In the ENHANCES study, performance accomplishment will be promoted through setting of small, realistic and achievable goals, incorporating cognitive techniques. The patient diary details the importance of avoiding ‘black and white thinking’. For example, the person might think: “If I can’t exercise for 20 minutes a day, it isn’t worth bothering at all.” In the ENHANCES study, the person is encouraged to view something as better than nothing: “I didn’t manage to go for a walk today, but I guess we all have set-backs from time to time. But I will give it a go tomorrow.” Or: “I managed to walk for five minutes today. It’s not 10 minutes, but I did make an effort, and I think I can build on that.”
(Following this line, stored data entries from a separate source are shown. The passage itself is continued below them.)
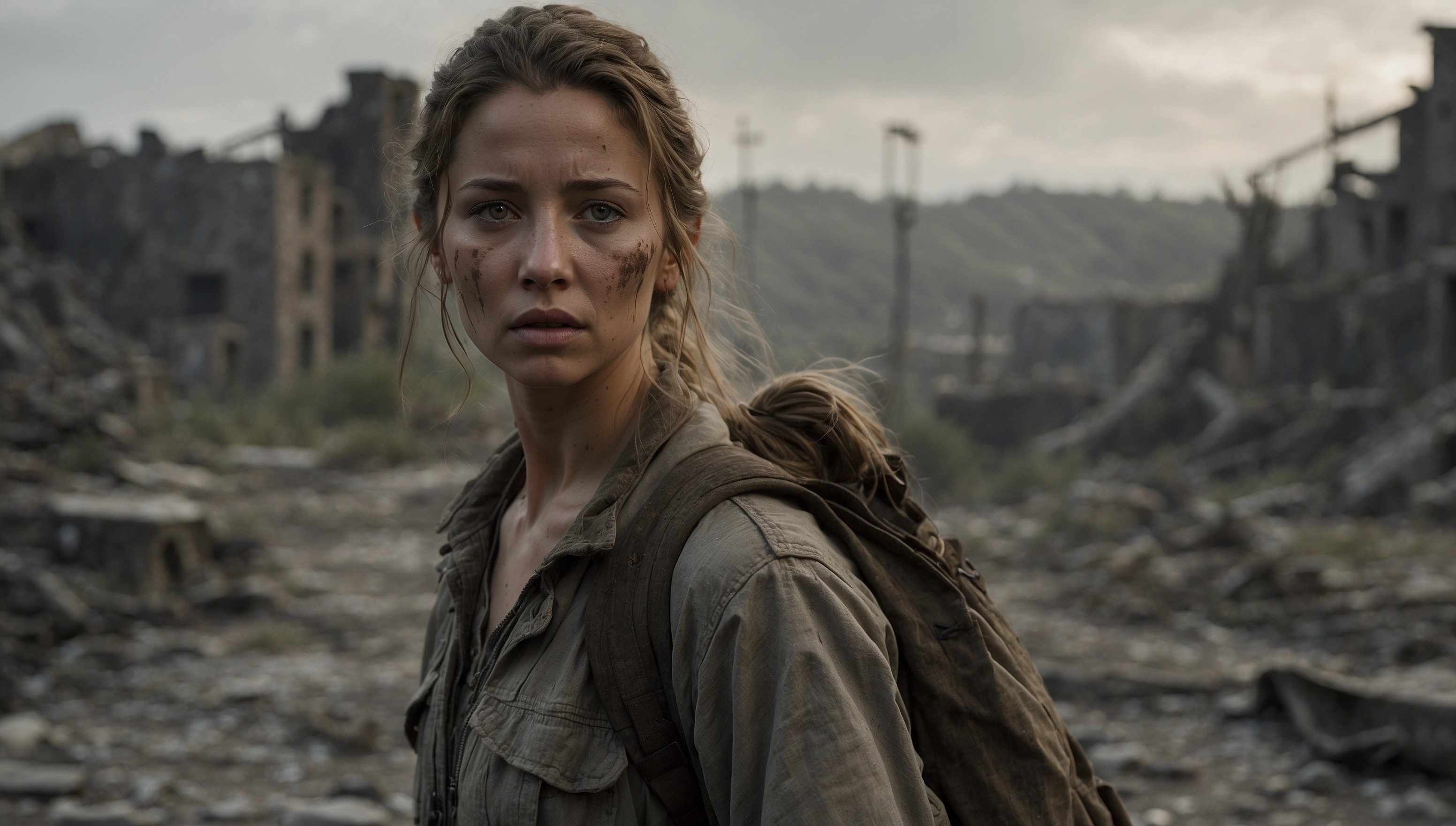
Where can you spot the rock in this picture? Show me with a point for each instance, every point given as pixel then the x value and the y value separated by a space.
pixel 349 729
pixel 356 786
pixel 283 458
pixel 1132 558
pixel 1418 650
pixel 1171 771
pixel 235 808
pixel 402 804
pixel 115 813
pixel 1320 777
pixel 21 779
pixel 337 812
pixel 148 788
pixel 23 732
pixel 165 475
pixel 1116 758
pixel 1425 803
pixel 235 597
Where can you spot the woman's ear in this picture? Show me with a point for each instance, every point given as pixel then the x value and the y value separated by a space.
pixel 672 271
pixel 437 263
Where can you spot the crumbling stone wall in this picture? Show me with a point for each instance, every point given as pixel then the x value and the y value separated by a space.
pixel 232 271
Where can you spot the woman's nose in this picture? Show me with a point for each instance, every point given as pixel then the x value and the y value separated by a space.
pixel 548 261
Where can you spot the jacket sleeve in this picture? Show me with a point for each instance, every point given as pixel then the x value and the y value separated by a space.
pixel 784 671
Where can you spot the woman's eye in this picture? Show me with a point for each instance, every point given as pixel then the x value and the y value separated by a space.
pixel 602 213
pixel 495 212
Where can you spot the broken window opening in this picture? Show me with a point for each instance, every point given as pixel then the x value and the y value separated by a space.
pixel 232 356
pixel 206 295
pixel 1397 235
pixel 306 347
pixel 306 273
pixel 172 563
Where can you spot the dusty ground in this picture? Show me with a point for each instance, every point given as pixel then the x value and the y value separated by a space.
pixel 238 716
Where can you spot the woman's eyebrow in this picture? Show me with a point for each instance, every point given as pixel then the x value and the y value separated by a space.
pixel 495 184
pixel 589 184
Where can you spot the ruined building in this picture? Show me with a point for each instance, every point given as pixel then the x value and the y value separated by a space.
pixel 1289 354
pixel 1369 302
pixel 232 271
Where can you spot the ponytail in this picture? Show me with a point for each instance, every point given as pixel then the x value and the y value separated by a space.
pixel 817 429
pixel 810 423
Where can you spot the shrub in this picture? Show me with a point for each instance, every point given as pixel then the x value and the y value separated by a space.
pixel 363 444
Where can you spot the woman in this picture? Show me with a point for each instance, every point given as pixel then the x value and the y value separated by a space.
pixel 557 190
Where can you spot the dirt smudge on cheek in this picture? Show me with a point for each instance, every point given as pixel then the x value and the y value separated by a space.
pixel 478 275
pixel 634 266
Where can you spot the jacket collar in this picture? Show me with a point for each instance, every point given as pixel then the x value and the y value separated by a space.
pixel 466 522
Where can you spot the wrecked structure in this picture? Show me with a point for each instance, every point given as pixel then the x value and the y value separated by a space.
pixel 1349 346
pixel 234 273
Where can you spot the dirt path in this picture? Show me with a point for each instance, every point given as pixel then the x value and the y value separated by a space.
pixel 239 717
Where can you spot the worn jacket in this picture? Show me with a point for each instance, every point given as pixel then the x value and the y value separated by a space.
pixel 784 666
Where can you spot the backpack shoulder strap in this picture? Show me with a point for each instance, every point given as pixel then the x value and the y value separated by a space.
pixel 629 639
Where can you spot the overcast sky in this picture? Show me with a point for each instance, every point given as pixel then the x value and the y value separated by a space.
pixel 1068 94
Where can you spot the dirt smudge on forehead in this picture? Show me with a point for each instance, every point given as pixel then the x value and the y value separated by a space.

Self-efficacy is also promoted through vicarious experience such as seeing others succeed. Patients will not directly observe others succeeding as part of the interview with the nurse, but nurses will describe others’ experiences of success. Thus “I know a man about your age and he thought he wouldn’t be able to manage it. He was really pleased when he had a go and found he could implement < insert goal >.”

This will be supplemented with verbal persuasion, as there is evidence that when a person of status or authority expresses confidence in the person, it increases the chance of the person undertaking the activity. Nurses will offer persuasion along the lines of “In my experience as a nurse for x years, and talking with you now, I really believe you will be able to do this.” We have recruited and trained 15 oncology nurses across both recruitment sites. To date, 17 patients have been recruited and three have completed the survivorship intervention with a trained nurse.
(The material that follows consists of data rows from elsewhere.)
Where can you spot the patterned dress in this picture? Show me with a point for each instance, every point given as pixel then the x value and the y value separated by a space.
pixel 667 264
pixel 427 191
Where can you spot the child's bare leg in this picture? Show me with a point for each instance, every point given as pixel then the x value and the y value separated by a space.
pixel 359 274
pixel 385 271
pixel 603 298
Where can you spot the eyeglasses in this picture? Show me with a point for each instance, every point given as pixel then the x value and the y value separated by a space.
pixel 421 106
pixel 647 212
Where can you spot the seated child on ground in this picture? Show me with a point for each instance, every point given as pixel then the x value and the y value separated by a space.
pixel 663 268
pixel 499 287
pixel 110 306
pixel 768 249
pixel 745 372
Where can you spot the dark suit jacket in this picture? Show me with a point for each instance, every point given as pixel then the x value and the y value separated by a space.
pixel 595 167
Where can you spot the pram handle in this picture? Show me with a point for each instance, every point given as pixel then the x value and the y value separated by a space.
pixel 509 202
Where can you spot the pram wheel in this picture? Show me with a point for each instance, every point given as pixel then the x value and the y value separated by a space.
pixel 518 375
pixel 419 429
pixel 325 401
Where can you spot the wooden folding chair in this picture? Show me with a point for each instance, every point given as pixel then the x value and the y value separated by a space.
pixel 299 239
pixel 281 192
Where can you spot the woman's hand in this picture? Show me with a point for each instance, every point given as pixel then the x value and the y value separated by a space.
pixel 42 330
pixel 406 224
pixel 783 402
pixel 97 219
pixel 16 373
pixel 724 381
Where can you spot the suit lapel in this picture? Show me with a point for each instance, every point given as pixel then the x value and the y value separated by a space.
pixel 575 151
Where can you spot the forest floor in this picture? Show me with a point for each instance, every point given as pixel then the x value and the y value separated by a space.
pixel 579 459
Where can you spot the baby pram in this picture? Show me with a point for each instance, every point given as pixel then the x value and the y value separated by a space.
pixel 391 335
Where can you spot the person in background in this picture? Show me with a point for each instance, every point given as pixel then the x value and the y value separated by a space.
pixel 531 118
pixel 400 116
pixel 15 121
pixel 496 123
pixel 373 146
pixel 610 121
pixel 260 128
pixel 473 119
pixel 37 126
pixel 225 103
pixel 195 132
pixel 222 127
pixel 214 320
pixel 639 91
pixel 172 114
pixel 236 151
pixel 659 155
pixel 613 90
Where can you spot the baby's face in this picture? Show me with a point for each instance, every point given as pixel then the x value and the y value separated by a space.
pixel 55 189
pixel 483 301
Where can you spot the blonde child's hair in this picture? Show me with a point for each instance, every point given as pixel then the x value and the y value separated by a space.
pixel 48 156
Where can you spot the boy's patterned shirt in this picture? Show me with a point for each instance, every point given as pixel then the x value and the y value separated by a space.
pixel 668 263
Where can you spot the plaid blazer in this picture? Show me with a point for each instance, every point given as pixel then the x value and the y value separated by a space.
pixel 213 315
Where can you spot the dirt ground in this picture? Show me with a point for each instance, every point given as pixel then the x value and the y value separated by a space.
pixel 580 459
In conclusion, this intervention is likely to be acceptable to patients as it involves generation of a tailored plan developed on completion of treatment, a time of recognised vulnerability. If successful, this study will provide important information about the health system costs, feasibility and effectiveness of this model of survivorship care. There is potential for this model of survivorship care to be adapted to align with the particular physical and emotional concerns of patients with different tumour types, enabling health professionals to provide individualised survivorship care.

Trial registration: ACTRN 12613000542796.

Acknowledgements
The ENHANCES study is funded by NHMRC: ID 1041640. The written resource for the information arm was developed by members of the Ambulatory Care Enhancement Team at the Royal Brisbane and Women’s Hospital.